Pre-Celtic Frost: Hellhammer

Before becoming Celtic Frost, Hellhammer innovated underground metal within a short span of time. In Hellhammer, we can hear the influence of Motorhead and, with it, the older rock n’ roll tendencies that were still attached to the developing music genre at the time.

During the course of one year (namely, 1983), Hellhammer released three demos with enough songs to fill out two whole albums. The rupture these demos represent in underground metal is unprecedented and is far more significant than normally perceived. Musically speaking, only Black Sabbath changed rock music more in such a short span of time.

By 1984, Hellhammer was calling it quits, releasing an EP with four songs and mutating into Celtic Frost. The title of that EP was Apocalyptic Raids and can be logically contemplated as the fruit of Hellhammer’s labors. On the other end of the band’s short lifespan is Buried and Forgotten, a bootleg release with a live take of the track “Buried and Forgotten” and a rehearsal recording of “Messiah”.

Within the span of two years, or perhaps even less, Hellhammer’s suffered what most innovative metal bands suffer in their artistic careers. First, they abandoned themselves to wild sounds matching their disturbed consciousnesses, lending an ear to banshees and chimeras. Then, gradually, they realize their music doesn’t fit ANYTHING remotely deemed “correct”. 

And so they start to incorporate those “correct” ways of writing music, making riffs, and so on. Fortunately for us, they did not wholly transform themselves into party rockers (we’ll have to wait for Celtic Frost to fall into that trap, in time). 

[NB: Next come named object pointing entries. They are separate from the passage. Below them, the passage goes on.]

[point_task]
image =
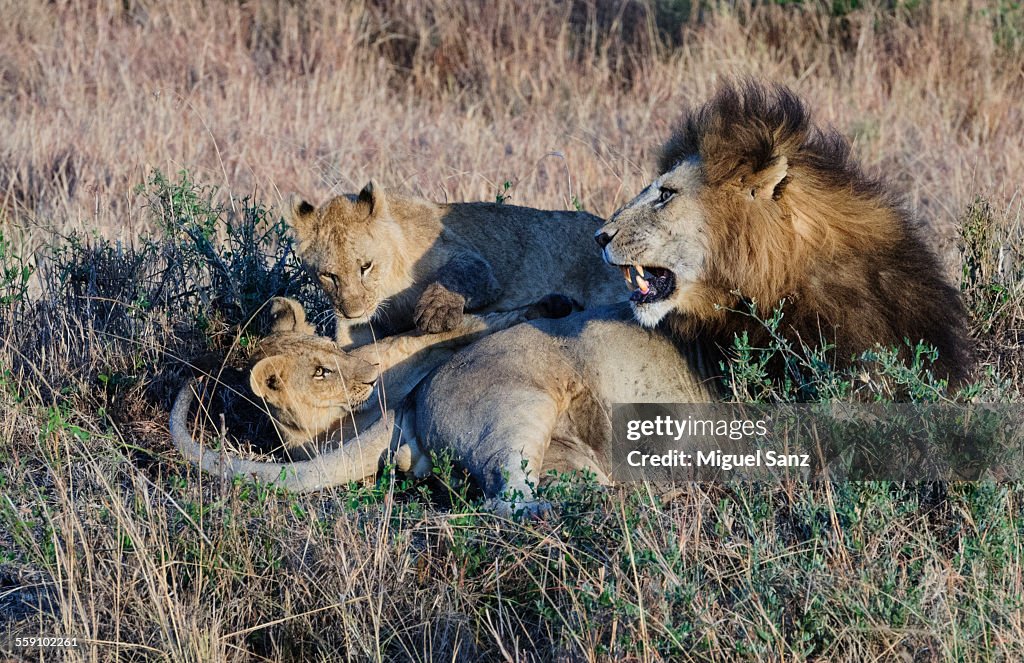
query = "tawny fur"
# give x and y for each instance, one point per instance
(510, 407)
(402, 261)
(783, 213)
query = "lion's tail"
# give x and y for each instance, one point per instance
(352, 461)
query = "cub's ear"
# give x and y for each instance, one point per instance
(265, 378)
(288, 316)
(300, 216)
(373, 196)
(768, 182)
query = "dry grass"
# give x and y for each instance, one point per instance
(451, 99)
(107, 536)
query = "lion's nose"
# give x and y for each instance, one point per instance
(603, 239)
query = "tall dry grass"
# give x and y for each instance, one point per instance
(451, 98)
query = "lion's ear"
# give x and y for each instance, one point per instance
(300, 215)
(265, 378)
(288, 316)
(373, 196)
(767, 183)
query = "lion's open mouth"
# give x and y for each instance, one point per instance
(649, 284)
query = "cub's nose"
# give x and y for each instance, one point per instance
(603, 239)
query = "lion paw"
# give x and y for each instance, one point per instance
(439, 309)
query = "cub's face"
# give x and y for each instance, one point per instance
(659, 241)
(306, 381)
(309, 385)
(348, 244)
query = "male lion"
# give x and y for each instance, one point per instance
(755, 204)
(512, 406)
(401, 261)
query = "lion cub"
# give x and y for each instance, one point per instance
(311, 386)
(400, 262)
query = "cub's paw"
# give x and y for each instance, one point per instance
(553, 305)
(438, 309)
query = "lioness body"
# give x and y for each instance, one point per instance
(510, 407)
(538, 398)
(400, 262)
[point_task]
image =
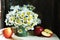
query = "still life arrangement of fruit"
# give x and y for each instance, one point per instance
(23, 18)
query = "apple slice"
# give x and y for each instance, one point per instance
(47, 33)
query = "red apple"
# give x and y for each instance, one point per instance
(7, 32)
(47, 33)
(38, 30)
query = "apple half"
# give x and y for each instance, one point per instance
(47, 33)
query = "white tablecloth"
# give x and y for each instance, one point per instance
(54, 37)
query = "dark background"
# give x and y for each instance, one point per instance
(48, 10)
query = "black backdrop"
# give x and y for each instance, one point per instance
(46, 9)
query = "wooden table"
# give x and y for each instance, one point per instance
(14, 37)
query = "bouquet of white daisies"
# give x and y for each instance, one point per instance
(22, 16)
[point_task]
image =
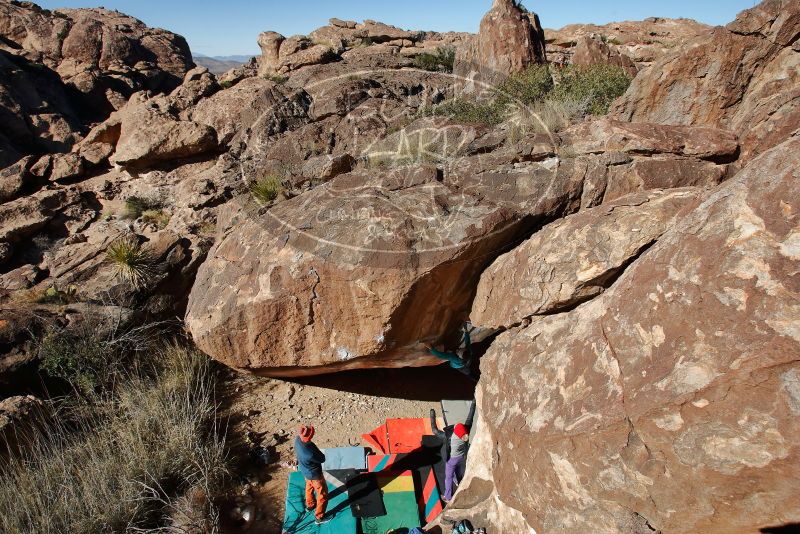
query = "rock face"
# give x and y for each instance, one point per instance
(675, 389)
(593, 51)
(616, 158)
(574, 260)
(17, 414)
(93, 50)
(743, 78)
(356, 273)
(61, 70)
(643, 41)
(509, 40)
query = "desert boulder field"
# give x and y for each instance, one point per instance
(193, 264)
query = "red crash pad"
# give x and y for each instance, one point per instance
(398, 436)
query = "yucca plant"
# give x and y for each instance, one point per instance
(266, 189)
(132, 262)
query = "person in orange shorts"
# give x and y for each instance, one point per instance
(309, 461)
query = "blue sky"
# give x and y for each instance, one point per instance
(227, 27)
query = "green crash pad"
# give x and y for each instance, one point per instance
(299, 521)
(401, 506)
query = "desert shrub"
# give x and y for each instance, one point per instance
(266, 189)
(276, 78)
(121, 468)
(136, 205)
(527, 87)
(157, 218)
(132, 262)
(598, 85)
(488, 112)
(84, 361)
(441, 61)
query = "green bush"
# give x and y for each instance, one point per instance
(85, 361)
(266, 189)
(133, 263)
(136, 205)
(489, 112)
(441, 61)
(565, 95)
(126, 463)
(598, 85)
(527, 87)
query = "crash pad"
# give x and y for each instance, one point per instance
(345, 458)
(405, 435)
(428, 496)
(400, 502)
(365, 496)
(297, 520)
(377, 440)
(455, 411)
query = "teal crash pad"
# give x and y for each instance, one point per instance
(455, 411)
(345, 458)
(297, 520)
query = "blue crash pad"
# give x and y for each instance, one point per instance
(297, 520)
(345, 458)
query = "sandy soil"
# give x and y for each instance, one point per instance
(341, 407)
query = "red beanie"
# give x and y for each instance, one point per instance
(306, 433)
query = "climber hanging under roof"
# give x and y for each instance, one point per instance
(462, 359)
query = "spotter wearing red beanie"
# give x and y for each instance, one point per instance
(306, 433)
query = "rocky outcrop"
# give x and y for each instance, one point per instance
(353, 274)
(576, 259)
(646, 408)
(17, 415)
(643, 41)
(591, 50)
(509, 40)
(148, 131)
(616, 158)
(104, 55)
(743, 77)
(61, 70)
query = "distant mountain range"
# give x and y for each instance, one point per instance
(220, 64)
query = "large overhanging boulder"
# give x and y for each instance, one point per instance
(354, 274)
(668, 403)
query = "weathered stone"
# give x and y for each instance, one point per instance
(354, 273)
(509, 40)
(14, 178)
(591, 50)
(17, 414)
(644, 41)
(66, 167)
(270, 44)
(743, 78)
(672, 391)
(324, 167)
(575, 259)
(25, 216)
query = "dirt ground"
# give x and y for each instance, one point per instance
(341, 407)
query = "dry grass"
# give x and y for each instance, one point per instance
(121, 468)
(267, 189)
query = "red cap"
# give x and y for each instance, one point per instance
(306, 433)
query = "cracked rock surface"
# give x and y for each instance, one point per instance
(670, 392)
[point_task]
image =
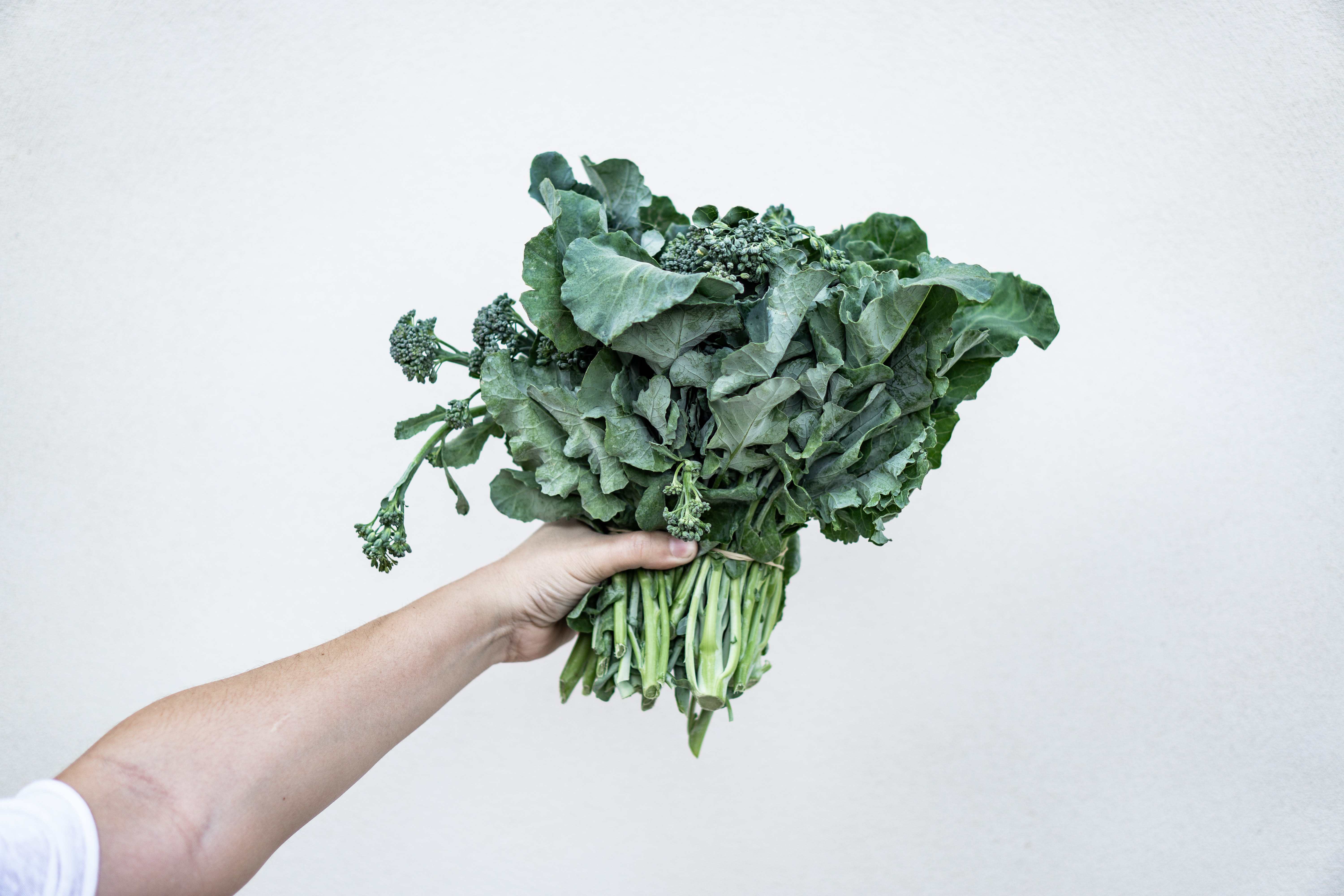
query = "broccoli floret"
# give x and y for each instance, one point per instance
(499, 328)
(459, 414)
(385, 535)
(685, 519)
(546, 354)
(729, 253)
(740, 253)
(419, 351)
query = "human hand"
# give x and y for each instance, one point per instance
(541, 581)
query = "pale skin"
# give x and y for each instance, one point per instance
(194, 793)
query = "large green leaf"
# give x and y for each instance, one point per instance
(573, 214)
(944, 422)
(622, 186)
(755, 418)
(587, 439)
(814, 382)
(536, 441)
(787, 304)
(542, 271)
(550, 166)
(666, 338)
(1017, 308)
(971, 281)
(627, 436)
(517, 496)
(911, 383)
(890, 476)
(885, 320)
(966, 379)
(893, 236)
(890, 306)
(611, 284)
(662, 214)
(697, 369)
(654, 404)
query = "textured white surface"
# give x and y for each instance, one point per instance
(1101, 656)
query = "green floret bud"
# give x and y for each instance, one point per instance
(685, 519)
(498, 328)
(459, 414)
(385, 536)
(546, 354)
(741, 253)
(416, 349)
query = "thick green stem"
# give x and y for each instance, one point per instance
(591, 672)
(696, 727)
(655, 648)
(575, 667)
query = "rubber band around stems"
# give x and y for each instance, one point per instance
(732, 555)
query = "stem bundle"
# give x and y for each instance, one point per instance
(704, 629)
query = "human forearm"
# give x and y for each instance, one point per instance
(196, 792)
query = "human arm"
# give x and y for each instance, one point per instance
(194, 793)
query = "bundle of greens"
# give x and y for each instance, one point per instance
(726, 378)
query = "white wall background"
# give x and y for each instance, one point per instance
(1105, 651)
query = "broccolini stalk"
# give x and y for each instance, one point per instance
(385, 535)
(419, 351)
(576, 667)
(685, 519)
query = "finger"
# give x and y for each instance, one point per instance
(612, 554)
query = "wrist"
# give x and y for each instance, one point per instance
(480, 613)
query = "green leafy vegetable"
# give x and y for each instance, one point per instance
(729, 378)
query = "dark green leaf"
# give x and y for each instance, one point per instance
(788, 302)
(662, 214)
(544, 273)
(944, 422)
(666, 338)
(550, 166)
(575, 215)
(587, 439)
(622, 186)
(612, 284)
(753, 418)
(966, 379)
(1015, 310)
(517, 496)
(536, 441)
(893, 236)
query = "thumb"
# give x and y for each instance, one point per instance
(612, 554)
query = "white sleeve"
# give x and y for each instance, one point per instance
(49, 843)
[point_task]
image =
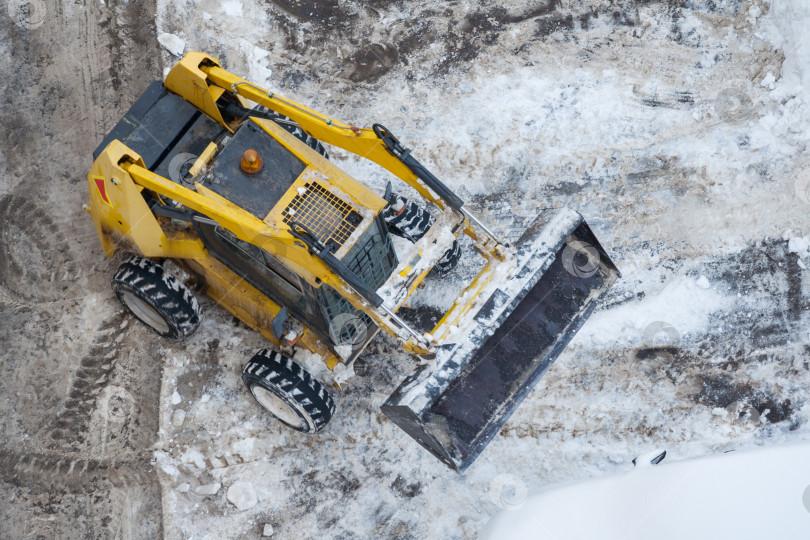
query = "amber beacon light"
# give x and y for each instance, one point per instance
(251, 162)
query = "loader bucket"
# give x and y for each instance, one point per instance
(454, 405)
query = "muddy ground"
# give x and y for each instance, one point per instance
(78, 411)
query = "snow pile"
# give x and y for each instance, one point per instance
(684, 303)
(174, 44)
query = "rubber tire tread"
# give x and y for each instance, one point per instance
(281, 375)
(163, 292)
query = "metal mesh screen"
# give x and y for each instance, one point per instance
(323, 213)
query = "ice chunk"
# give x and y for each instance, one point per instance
(242, 495)
(174, 44)
(208, 489)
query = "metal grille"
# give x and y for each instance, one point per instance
(327, 216)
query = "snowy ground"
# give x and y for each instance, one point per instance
(678, 129)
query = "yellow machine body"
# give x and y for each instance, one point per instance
(525, 296)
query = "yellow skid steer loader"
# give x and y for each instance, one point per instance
(245, 201)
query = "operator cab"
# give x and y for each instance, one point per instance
(170, 133)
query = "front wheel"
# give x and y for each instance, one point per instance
(288, 391)
(156, 298)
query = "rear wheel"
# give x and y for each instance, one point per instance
(288, 391)
(157, 299)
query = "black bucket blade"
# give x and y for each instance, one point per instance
(456, 404)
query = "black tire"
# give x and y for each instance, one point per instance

So, the evolution of Hellhammer from this two-song bootleg in ‘83, to their formal EP in ‘84 is one of partial unfoldment, but it is also one of retrograde motion. The first track of Apocalyptic Raids, “The Third of the Storm” [sic], is already a sign of this. The short song is based on a sped-up rock n’ roll riff ala Motorhead, and never does anything else but cater to that sound. Contrast this to the “Buried and Forgotten”, in which technique approaches the “cleaner” methods of NWOBHM, but they are “doom-i-fied” and twisted into something that has not been heard before.

The greatest elements contributing to this effect are not only the choice of riffs and their arrangement but the post-Lemmy (Motorhead vocalist) singing and the war-type drumming that follows the guitar in breaking rhythms rather than speeding through everything. Even in that early live take, we can hear the drums enthusiastically playing powerful and eventful fills.

The whole song is a series of unexpected but suitable changes in speed and texture leading up to a very entertaining atonal solo backed only by the drums and an inaudible bass that I’ll assume exists. It begins at point A and ends at another point B. It has one of the most interesting developments of any Hellhammer song, or of any rock-based music up to that point.

The second song, “Messiah”, was recorded in the rehearsal room, and is more attack than variation. It takes the best and most aggressive from Motorhead and strips it down to where there is only darkness. Some quick pinch harmonics color one of the riffs in the hallmark Tom G. Warrior way, out of the blue and adding spice without becoming a gimmick.

“Messiah” figures in Apocalyptic Raids, with a deeper sound and it is there played at a slower speed. The song remains excellent because its arrangement is so, yet we cannot help but notice the song has been de-fanged, so to say. 

While the songs in the Buried and Forgotten bootleg from 1983 are imperfect from the point of view of a technician, they serve us the darkest, dirtiest, and most adventurous facet of Hellhammer.